In this case the patient was taking high doses of CBD, but that is part of the point – she was taking it without a prescription, without any physician advice or supervision, and was lulled into a false sense of safety because CBD is a “natural herb”.
CBD also has a relatively high potential for drug-drug interactions (DDI). What this means is that one drug alters the pharmacology of another, but increasing or decreasing its effective blood level, for example. The same 2019 review above found:
Given CBD effects on common biological targets implicated in drug metabolism (e.g., CYP3A4/2C19) and excretion (e.g., P-glycoprotein), the potential for DDIs with commonly used medication is high.
In other words, relative to other prescription drugs, the DDI potential of CBD is high. Taking CBD without supervision, therefore, results in a potential that it can affect other medications, resulting in a host of possible other risks.
CBD, in short, is a drug, and it behaves like a drug, and not a particularly clean one. The reviewers above concluded:
General clinical recommendations of reducing substrate doses, monitoring for ADEs, and finding alternative therapy should be considered, especially in medically complex patients. CBD is implicated as both a victim and perpetrator of DDIs and has its own ADE profile. These effects should be considered in the risk-benefit assessment of CBD therapy and patients and consumers made aware of potential safety issues with CBD use.

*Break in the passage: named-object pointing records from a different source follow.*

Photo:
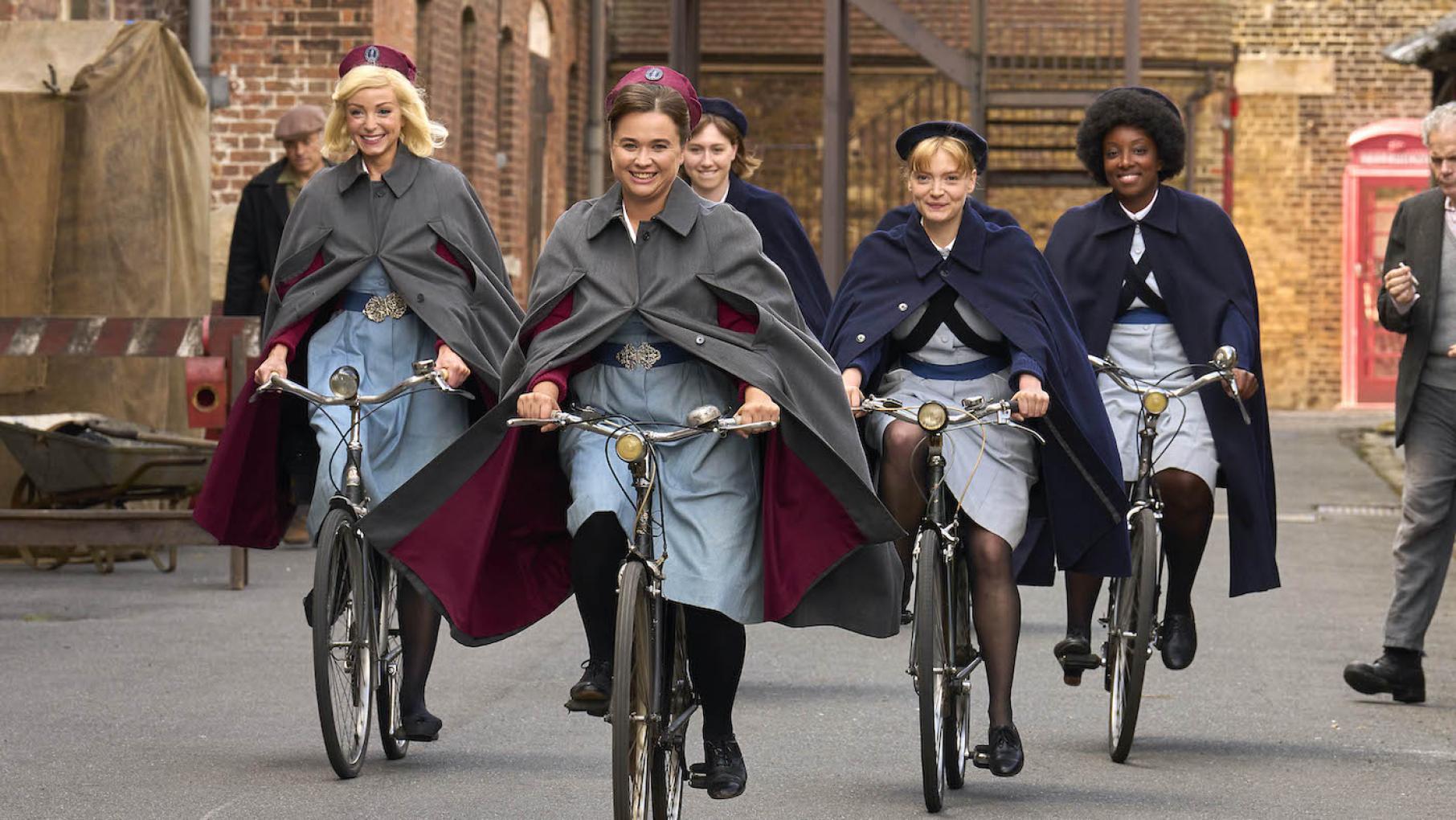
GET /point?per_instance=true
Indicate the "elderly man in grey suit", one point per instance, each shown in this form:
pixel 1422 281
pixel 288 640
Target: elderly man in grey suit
pixel 1418 299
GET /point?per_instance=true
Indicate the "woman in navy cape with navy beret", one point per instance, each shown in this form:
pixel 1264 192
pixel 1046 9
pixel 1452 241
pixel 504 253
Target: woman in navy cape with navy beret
pixel 947 306
pixel 718 166
pixel 1158 278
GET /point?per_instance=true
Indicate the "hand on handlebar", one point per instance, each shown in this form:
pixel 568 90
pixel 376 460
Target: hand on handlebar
pixel 452 366
pixel 541 402
pixel 1246 382
pixel 277 362
pixel 1031 400
pixel 756 407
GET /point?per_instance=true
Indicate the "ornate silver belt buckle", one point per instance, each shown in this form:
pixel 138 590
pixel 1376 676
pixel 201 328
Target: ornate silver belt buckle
pixel 641 355
pixel 380 308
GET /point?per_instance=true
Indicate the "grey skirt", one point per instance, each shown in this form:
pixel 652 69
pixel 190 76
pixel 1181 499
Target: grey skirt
pixel 988 469
pixel 1184 439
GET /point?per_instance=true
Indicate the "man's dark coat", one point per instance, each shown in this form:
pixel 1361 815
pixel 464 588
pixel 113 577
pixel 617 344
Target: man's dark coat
pixel 1204 276
pixel 999 271
pixel 1416 240
pixel 439 252
pixel 989 215
pixel 824 560
pixel 256 233
pixel 785 245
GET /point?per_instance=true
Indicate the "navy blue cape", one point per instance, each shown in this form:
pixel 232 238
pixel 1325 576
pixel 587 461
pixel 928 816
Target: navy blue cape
pixel 993 216
pixel 999 271
pixel 785 245
pixel 1204 276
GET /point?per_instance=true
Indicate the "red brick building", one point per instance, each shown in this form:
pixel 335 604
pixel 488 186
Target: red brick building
pixel 509 79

Of course, none of this can happen if consumers are taking CBD products over the counter without any supervision, and under the false impression that CBD is natural and therefore perfectly safe. To be clear, I am not against CBD itself. My criticism is of the current regulatory framework that creates a false dichotomy between drugs and supplements. CBD should be studied and regulated like any other drug, because that’s what it is.